Sentindo-se totalmente desorientado e perdido, olhou em todo o seu redor, apenas avistando uma única saída, o corredor por trás de si. O seu coração palpitava de ansiedade ao cair na realidade da estranha situação que se tinha colocado. Apesar disso, retornou a encarar a parede que tinha diante de si e estendeu a mão, tocando na superfície fria e metálica dos engenhos que preenchiam todo aquela estrutura. Os olhos rasgados pareciam atentos e minuciosos. A sua mente concentrava-se nas sensações que chegavam à ponta dos seus dedos, procurando qualquer falha ou pista que lhe tivesse escapado. Até que, um estranho relevo chamou à atenção do seu olhar, inclinando o seu tronco até ao nível da sua mão.

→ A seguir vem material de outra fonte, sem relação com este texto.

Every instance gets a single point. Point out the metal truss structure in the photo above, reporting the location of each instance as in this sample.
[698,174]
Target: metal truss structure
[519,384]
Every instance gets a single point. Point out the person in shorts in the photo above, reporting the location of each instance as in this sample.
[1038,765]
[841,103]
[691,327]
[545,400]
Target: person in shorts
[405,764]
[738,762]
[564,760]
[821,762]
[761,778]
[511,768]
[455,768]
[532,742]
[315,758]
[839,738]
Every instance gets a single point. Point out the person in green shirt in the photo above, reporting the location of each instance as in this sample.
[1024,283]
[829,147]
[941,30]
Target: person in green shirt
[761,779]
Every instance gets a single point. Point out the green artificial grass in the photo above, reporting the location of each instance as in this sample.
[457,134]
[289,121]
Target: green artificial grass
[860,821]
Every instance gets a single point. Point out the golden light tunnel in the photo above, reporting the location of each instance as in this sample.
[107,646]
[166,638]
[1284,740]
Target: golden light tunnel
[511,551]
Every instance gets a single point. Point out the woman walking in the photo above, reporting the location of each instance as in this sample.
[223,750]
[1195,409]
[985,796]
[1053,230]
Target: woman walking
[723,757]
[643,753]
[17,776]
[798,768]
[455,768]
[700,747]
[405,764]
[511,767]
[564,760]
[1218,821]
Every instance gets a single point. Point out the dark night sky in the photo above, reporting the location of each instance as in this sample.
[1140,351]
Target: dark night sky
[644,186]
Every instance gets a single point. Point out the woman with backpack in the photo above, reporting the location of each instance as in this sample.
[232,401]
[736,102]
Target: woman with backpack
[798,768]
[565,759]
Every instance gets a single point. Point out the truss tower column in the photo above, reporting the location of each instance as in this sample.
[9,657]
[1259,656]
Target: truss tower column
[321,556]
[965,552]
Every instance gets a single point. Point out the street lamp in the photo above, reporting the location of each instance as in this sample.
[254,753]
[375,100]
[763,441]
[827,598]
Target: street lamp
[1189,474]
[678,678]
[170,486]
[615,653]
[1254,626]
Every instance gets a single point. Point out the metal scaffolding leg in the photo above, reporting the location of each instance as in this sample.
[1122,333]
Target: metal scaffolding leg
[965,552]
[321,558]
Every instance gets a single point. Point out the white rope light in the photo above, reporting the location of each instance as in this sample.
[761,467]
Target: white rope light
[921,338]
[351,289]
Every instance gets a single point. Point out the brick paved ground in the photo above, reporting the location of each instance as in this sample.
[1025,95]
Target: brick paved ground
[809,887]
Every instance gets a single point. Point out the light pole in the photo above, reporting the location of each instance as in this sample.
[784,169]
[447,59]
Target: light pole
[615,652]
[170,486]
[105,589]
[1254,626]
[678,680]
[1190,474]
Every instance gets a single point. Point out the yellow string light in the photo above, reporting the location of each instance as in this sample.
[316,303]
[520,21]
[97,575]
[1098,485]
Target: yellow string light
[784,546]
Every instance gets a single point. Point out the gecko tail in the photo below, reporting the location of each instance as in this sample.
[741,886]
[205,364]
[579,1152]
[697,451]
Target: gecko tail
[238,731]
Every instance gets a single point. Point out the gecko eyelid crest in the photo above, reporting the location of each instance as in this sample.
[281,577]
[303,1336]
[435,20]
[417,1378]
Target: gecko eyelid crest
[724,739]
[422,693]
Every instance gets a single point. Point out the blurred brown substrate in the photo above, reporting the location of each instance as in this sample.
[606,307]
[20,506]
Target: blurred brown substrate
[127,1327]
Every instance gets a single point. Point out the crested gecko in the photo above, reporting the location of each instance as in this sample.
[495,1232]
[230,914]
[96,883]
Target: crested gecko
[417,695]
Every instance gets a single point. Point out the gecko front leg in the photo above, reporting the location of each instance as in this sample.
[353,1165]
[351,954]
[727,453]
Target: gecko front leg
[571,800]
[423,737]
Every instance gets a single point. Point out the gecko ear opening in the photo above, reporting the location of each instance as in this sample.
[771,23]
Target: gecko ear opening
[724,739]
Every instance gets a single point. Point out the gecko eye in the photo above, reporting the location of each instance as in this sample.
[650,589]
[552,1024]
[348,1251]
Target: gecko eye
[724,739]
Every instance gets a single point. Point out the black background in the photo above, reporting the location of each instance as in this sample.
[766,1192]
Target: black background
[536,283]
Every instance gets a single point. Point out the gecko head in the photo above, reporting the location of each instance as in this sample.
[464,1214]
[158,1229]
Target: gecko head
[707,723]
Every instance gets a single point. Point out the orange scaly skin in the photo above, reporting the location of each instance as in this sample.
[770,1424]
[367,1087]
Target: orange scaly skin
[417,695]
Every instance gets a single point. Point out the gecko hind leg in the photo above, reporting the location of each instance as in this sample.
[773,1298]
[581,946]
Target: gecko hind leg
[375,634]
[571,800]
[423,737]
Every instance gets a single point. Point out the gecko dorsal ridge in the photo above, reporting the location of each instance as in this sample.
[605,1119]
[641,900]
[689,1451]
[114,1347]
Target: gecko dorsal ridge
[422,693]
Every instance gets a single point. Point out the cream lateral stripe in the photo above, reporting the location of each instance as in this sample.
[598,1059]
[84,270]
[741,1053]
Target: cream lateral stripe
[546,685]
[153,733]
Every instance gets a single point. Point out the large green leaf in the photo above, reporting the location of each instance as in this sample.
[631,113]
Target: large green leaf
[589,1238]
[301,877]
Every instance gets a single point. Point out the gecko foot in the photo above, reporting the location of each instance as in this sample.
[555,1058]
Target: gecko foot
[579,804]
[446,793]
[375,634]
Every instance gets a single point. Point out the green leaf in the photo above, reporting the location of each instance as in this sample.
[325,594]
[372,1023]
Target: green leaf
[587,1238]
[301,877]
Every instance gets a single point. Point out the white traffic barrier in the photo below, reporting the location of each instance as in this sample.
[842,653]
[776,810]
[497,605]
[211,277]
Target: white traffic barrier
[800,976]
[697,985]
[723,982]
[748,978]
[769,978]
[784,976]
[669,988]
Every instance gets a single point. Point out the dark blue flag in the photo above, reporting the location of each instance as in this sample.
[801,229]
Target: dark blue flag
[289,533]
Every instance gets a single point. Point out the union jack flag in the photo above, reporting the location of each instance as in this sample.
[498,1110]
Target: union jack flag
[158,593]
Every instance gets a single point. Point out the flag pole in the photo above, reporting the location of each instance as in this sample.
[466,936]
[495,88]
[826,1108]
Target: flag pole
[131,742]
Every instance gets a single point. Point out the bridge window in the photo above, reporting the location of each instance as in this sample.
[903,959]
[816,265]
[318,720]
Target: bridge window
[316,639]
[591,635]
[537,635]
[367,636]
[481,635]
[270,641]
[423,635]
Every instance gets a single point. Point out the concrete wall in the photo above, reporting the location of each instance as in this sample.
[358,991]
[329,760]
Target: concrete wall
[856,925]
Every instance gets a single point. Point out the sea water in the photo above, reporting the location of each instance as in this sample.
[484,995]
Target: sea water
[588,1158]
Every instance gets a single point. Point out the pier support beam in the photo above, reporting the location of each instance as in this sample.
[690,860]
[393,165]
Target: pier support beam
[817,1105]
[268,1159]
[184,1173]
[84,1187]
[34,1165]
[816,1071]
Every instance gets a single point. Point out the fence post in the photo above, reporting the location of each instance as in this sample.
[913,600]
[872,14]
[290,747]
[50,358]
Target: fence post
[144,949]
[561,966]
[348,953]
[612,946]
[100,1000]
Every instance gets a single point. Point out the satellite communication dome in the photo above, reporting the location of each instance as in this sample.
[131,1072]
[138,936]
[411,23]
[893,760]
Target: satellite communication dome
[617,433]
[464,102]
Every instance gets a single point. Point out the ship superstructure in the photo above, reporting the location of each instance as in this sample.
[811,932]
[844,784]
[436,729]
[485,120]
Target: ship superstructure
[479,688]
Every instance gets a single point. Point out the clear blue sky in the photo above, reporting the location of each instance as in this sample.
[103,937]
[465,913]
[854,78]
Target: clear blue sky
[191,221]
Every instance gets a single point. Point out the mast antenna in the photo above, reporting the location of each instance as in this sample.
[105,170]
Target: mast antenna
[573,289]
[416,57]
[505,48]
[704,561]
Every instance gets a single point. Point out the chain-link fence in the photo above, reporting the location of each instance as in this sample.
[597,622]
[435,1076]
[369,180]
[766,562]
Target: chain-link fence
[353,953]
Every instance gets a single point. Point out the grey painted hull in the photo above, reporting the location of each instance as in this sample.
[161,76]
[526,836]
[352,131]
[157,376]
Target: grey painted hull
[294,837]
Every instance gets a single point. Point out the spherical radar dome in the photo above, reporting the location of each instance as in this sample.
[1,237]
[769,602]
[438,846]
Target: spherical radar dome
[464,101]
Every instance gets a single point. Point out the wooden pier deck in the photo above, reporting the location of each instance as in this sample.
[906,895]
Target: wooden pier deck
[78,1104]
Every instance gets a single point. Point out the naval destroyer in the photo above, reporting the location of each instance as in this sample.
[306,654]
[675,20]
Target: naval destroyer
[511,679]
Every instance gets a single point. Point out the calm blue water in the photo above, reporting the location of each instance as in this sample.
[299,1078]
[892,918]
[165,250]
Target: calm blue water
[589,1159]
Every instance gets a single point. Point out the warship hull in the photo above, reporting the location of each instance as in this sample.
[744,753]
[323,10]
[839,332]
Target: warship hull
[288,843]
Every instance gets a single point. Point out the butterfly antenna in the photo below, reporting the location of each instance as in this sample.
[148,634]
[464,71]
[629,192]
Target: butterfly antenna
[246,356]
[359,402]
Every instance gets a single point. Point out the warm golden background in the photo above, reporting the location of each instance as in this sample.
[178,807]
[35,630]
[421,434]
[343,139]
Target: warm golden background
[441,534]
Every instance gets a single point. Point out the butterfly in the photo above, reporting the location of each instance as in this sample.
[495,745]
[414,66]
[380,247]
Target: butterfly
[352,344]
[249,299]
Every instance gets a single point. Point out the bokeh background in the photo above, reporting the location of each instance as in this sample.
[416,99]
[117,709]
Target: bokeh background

Estreitou os olhos, concentrado, quando se apercebeu da forma do objeto que estava a ser iluminado por um dos pirilampos dourados que estava perto da sua mão. Era o formato de uma fechadura, mas não de uma fechadura qualquer. Por cima, tinha uma clave de sol gravada em relevo, com um desenho parecido à da chave que possuía da sala de partituras.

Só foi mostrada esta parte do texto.